A reação ao assalto também diz muito sobre os personagens. Chelsea, abalada, busca refúgio em Rick, enquanto Chloe mantém uma calma que beira o suspeito. Gaitok, ferido ao tentar deter o ladrão, ganha a simpatia de Mook (Lisa Manobal), reacendendo uma faísca romântica que ela havia rejeitado antes. Belinda (Natasha Rothwell), por sua vez, observa Greg de longe no jantar, com um reconhecimento que ainda não se cristaliza — um eco de seu encontro com ele na primeira temporada. São pequenos gestos que constroem um mosaico de intenções ocultas.

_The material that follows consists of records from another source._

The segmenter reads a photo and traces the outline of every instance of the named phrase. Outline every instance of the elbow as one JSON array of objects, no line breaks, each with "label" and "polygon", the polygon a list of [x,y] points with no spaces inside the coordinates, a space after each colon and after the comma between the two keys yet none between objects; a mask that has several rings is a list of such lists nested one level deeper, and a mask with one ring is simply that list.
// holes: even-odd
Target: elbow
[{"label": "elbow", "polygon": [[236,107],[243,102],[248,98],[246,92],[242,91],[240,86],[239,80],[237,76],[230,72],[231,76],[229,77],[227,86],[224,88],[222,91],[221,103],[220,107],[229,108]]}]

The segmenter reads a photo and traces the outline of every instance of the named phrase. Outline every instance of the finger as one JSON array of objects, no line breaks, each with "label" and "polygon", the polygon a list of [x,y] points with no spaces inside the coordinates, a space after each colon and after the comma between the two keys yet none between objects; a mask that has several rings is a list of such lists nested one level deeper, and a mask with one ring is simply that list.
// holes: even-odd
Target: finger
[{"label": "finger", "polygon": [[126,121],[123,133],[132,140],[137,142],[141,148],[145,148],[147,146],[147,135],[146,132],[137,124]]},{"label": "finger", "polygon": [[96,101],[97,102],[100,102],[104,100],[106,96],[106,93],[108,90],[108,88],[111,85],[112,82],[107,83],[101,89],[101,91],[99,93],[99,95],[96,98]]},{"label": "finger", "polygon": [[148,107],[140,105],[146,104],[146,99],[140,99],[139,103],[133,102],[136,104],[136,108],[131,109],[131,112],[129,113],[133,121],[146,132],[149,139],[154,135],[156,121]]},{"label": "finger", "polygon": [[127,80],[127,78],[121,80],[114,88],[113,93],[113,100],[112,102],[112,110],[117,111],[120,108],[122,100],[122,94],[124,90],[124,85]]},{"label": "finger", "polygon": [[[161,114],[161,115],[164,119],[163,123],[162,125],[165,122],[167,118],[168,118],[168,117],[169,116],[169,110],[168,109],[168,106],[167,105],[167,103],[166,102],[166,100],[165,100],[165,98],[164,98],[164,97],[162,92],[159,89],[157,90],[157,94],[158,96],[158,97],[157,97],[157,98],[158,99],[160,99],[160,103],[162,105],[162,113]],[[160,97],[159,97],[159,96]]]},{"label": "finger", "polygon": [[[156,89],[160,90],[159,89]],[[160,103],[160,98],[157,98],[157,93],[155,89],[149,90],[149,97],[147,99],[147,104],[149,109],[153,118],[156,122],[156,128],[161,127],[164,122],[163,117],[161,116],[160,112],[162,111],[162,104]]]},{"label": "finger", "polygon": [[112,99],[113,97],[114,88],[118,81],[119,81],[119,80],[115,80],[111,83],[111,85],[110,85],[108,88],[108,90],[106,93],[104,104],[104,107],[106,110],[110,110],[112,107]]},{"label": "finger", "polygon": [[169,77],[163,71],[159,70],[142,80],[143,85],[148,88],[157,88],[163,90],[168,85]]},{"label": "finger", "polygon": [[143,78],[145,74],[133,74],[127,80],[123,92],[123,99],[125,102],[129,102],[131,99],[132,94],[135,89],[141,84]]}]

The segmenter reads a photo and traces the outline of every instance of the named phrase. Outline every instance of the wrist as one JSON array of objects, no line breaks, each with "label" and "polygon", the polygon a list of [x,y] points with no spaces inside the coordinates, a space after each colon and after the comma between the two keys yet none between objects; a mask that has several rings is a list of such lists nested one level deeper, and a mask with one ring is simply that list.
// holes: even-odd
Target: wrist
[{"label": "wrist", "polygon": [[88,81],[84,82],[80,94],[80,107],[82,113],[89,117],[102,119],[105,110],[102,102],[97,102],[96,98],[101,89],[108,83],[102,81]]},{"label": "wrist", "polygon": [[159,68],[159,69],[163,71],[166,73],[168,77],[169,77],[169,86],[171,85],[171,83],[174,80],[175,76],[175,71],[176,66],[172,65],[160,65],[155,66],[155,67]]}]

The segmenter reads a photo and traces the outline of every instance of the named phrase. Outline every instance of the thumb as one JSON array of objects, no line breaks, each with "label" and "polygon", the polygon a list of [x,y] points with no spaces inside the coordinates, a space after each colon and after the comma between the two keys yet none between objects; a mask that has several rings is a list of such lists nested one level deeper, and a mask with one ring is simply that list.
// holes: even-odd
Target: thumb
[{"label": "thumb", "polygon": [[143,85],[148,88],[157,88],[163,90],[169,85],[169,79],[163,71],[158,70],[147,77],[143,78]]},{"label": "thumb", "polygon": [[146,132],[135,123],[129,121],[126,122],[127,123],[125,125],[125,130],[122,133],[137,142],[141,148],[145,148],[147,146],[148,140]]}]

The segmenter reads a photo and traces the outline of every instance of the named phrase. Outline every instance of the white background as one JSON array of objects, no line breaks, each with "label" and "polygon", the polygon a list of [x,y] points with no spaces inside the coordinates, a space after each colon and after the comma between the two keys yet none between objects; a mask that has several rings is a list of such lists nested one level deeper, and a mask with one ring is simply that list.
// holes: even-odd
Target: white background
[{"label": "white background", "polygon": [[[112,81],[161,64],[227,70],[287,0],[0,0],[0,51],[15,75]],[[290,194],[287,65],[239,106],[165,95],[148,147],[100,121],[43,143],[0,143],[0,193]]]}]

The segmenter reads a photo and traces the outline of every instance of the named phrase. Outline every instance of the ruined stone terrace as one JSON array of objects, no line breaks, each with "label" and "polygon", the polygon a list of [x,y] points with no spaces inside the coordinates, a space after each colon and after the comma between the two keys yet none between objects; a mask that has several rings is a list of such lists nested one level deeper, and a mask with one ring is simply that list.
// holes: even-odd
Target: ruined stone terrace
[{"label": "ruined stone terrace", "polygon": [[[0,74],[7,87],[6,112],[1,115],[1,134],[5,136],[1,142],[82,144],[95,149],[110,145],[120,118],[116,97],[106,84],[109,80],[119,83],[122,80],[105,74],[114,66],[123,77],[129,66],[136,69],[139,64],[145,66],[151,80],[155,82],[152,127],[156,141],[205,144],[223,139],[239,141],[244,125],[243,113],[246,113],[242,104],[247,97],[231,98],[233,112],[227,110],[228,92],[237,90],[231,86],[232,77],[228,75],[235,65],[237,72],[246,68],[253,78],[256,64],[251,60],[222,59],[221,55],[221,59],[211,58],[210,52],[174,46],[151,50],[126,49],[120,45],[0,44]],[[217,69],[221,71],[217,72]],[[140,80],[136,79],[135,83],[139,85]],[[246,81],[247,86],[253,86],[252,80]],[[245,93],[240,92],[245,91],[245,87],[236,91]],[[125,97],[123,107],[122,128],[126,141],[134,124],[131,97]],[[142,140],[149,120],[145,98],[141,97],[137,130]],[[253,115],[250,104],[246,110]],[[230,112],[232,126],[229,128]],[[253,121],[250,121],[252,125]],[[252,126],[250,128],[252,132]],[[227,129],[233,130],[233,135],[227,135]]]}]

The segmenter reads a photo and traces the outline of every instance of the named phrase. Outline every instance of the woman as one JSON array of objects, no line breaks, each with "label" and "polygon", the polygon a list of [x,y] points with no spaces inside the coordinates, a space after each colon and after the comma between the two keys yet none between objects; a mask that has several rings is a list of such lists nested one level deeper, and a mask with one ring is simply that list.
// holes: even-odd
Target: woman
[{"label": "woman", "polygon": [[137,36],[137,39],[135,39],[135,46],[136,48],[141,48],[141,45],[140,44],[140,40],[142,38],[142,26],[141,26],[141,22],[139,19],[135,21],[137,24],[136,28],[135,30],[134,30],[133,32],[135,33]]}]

Uma Sinfonia de Contrastes
O que torna “Special Treatments” tão envolvente é sua capacidade de equilibrar tons distintos. Há o humor negro — como a troca desajeitada de Belinda com Pornchai (Dom Hetrakul) durante uma massagem, ou o desdém de Victoria por Kate —, mas também há uma melancolia que permeia as conversas de Rick e os gritos de Timothy ao telefone. A direção de White capta isso com uma câmera que dança entre os personagens, ora íntima, ora distante, enquanto a trilha sonora oscila entre o exótico e o inquietante. A fotografia, com seus verdes exuberantes e pores do sol dourados, contrasta com a podridão moral que fermenta nos corredores do resort.
Este episódio não é sobre resoluções, mas sobre o lento desvelar de máscaras — algumas literais, como a do ladrão, outras metafóricas, como as que os hóspedes usam para enfrentar o mundo. É uma obra que exige paciência, mas recompensa com uma riqueza de detalhes e uma humanidade crua. Se o primeiro episódio foi o aquecimento, “Special Treatments” é o mergulho: profundo, instigante e, acima de tudo, vivo. Resta saber quem sobreviverá a essa dança — e quem a conduzirá até o fim.